Translation by Traci White
Dagblad van het Noorden reports that the work carried out by the satellites, which are part of Military Intelligence and Security Service of the Netherlands, could be hindered by 5G testing in the region.
5G is the successor to 4G cellular communications, and the north is actively working to become a testing ground for the far faster technology, which has a range of applications: 5Groningen is running a handful of pilot projects focused on agriculture, energy, health care logistics and the living environment.
“Big ears” in Burum
Rolling out 5G presents a problem for the “big ears” – the satellite ground station – in Burum in Friesland: the 3.5 GigaHertz frequency of 5G cellular communications would interfere with the signals which the intelligence services receive there. The Ministries of the Interior and Defence are evaluating whether further implementation of 5G would mean they need to move the satellites to continue working correctly.
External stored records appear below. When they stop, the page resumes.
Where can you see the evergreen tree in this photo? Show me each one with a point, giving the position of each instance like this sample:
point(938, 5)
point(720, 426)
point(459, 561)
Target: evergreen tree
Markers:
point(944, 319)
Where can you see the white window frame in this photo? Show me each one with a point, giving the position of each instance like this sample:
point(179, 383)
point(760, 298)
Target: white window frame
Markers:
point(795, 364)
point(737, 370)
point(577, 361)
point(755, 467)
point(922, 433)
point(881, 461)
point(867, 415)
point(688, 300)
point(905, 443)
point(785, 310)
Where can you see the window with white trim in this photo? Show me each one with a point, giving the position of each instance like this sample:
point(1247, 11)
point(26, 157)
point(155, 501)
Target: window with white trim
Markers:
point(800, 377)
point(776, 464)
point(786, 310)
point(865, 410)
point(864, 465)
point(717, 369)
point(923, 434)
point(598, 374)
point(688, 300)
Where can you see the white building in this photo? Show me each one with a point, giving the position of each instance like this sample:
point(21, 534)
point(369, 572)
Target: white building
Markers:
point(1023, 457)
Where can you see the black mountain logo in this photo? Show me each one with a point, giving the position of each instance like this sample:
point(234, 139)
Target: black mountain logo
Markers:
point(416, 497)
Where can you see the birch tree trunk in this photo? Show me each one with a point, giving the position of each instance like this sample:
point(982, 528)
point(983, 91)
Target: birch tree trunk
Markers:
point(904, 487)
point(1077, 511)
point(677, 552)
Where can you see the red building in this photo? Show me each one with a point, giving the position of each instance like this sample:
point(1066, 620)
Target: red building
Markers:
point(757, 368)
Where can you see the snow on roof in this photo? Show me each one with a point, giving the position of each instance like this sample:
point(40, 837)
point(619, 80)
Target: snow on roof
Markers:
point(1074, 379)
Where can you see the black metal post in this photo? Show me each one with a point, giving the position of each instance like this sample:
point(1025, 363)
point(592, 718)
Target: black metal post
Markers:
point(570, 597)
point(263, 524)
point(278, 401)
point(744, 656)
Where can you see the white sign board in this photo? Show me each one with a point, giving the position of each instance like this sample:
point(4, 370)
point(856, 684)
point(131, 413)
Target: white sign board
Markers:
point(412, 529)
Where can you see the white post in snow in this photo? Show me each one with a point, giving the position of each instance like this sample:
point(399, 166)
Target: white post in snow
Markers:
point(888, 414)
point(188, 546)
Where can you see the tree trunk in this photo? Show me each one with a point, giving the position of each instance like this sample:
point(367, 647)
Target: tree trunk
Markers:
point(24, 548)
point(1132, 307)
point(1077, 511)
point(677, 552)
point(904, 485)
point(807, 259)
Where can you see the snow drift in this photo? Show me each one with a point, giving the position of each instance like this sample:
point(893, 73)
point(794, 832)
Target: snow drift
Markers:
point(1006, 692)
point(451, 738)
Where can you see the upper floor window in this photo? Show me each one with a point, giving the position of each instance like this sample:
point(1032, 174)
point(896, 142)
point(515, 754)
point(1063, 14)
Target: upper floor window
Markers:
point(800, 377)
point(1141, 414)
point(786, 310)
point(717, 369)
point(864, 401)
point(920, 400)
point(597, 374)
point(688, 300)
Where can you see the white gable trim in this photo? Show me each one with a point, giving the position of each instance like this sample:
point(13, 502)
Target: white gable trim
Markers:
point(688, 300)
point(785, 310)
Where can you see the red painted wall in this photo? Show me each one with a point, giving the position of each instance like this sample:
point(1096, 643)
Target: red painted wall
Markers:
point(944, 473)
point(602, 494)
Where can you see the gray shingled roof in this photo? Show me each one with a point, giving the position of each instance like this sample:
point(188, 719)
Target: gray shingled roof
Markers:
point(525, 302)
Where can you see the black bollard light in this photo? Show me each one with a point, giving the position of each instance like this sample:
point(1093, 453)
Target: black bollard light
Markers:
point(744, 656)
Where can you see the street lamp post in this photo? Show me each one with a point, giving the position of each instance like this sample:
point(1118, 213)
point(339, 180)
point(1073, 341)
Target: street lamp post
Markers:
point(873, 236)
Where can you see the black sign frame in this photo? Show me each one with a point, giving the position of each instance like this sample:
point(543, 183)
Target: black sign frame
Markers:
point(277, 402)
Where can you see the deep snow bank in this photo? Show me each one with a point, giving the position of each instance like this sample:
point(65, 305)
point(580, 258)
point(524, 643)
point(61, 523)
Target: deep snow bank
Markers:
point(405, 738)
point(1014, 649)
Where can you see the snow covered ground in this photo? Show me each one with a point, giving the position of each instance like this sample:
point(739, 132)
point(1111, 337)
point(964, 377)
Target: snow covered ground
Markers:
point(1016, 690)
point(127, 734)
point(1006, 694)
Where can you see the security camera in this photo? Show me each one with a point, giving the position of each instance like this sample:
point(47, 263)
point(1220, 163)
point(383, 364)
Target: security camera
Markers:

In the coming days, Secretary of State Mona Keizer is expected to announce how the government cabinet plans to address the development and implementation of the 5G network. A study on potential ways that the 5G networks and the intelligence activity in Burum carried out by TNO, the Netherlands Organisation for Applied Scientific Research, will inform Keizer’s decision next week.
A feature article in NRC last week described a number of the 5G projects being developed in Groningen, from smart potatoes that can measure soil conditions to cars that rely on the technology to drive. “KPN, Vodafone, Huawei, Ericsson, Surf and Agentschap Telecom are experimenting with drones, cars, boats and sensors” that utilise 5G at the testing grounds, NRC writes.